Pulau Citlim, dengan luas wilayah 22,94 kilometer persegi, dikategorikan sebagai pulau sangat kecil. Berdasarkan Undang-Undang Nomor 1 Tahun 2014 tentang Perubahan Atas Undang-Undang Nomor 27 Tahun 2007 tentang Pengelolaan Wilayah Pesisir dan Pulau-Pulau Kecil, kegiatan pertambangan bukanlah prioritas utama di pulau-pulau kecil. Bahkan, aktivitas penambangan mineral dilarang jika menyebabkan kerusakan, pencemaran, atau merugikan masyarakat.

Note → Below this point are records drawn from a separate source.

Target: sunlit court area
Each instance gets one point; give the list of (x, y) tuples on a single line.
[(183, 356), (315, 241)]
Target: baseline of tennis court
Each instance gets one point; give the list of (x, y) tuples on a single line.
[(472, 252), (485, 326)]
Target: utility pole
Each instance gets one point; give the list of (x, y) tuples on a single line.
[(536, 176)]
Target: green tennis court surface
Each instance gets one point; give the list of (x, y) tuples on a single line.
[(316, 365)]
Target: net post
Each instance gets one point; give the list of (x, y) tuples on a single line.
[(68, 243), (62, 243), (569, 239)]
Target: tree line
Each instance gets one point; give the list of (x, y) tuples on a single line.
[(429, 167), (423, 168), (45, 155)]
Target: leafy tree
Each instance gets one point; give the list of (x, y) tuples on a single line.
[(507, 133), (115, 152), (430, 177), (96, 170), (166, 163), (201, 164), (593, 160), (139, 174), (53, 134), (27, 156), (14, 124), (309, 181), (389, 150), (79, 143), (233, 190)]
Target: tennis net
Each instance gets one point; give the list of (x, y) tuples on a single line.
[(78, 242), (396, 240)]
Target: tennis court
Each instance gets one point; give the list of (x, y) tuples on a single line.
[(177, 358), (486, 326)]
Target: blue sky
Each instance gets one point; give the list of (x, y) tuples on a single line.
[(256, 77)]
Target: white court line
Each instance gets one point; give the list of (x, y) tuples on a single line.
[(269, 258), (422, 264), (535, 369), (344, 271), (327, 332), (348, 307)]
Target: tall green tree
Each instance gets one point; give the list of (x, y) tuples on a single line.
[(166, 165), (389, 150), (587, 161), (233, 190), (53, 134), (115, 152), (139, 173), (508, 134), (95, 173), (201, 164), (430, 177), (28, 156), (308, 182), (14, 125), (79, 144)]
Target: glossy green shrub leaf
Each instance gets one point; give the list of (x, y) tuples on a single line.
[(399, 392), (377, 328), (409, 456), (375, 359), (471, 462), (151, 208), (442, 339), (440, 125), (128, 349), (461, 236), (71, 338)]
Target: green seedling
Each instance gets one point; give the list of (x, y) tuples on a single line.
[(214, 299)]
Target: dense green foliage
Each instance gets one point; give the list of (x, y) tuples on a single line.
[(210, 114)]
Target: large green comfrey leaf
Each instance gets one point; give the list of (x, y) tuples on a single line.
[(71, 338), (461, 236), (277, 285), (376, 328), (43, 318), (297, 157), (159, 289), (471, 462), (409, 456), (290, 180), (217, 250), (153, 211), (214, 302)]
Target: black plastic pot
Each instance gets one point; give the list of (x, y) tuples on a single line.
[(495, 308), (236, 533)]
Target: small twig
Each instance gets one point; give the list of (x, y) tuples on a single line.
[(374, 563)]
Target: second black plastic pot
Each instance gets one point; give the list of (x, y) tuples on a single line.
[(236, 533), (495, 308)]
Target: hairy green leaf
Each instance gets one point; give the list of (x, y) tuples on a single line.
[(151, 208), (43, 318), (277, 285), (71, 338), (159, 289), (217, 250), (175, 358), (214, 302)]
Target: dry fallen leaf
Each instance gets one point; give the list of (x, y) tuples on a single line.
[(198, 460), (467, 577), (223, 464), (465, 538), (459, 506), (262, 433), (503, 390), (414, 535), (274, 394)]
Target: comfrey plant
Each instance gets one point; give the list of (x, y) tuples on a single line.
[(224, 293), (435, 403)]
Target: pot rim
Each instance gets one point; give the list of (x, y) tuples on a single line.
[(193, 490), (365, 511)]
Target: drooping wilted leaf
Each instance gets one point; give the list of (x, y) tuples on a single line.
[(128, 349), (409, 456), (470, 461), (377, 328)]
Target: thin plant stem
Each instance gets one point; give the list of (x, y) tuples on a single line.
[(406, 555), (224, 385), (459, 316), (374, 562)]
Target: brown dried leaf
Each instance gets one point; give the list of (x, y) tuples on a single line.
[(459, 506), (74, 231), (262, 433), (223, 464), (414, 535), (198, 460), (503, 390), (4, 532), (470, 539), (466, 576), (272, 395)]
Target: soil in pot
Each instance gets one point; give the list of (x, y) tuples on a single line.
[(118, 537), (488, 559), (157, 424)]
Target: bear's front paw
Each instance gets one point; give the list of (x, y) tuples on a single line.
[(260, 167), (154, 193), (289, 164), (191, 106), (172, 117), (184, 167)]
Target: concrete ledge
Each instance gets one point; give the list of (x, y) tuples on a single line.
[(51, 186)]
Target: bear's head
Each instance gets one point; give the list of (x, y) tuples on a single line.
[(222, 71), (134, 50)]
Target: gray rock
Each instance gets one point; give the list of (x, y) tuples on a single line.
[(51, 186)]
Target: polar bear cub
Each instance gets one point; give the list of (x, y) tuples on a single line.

Aris menambahkan bahwa KKP memiliki kewenangan untuk memberikan izin bagi penanam modal asing atau memberikan rekomendasi bagi penanaman modal dalam negeri dalam pemanfaatan pulau kecil pada areal penggunaan lainnya (APL). Namun, pemanfaatan pulau-pulau kecil dan perairan di sekitarnya harus memenuhi persyaratan yang ketat. Persyaratan tersebut meliputi:
- Memenuhi standar pengelolaan lingkungan
- Memperhatikan kemampuan dan kelestarian sistem tata air setempat
- Menggunakan teknologi yang ramah lingkungan
Pembatasan kegiatan penambangan di pulau-pulau kecil semakin diperketat setelah adanya putusan Mahkamah Konstitusi (MK) atas perkara Nomor 35/PUU-XXI/2023. Putusan ini menegaskan bahwa pemanfaatan sumber daya di pulau-pulau kecil harus sesuai dengan prioritas dan memenuhi syarat kelestarian lingkungan secara kumulatif sesuai dengan Undang-Undang Nomor 27 Tahun 2007. Putusan MK ini juga memperkuat posisi Undang-Undang Nomor 27 Tahun 2007 sebagai dasar hukum untuk pemanfaatan pulau-pulau kecil yang berkelanjutan dan tidak diskriminatif.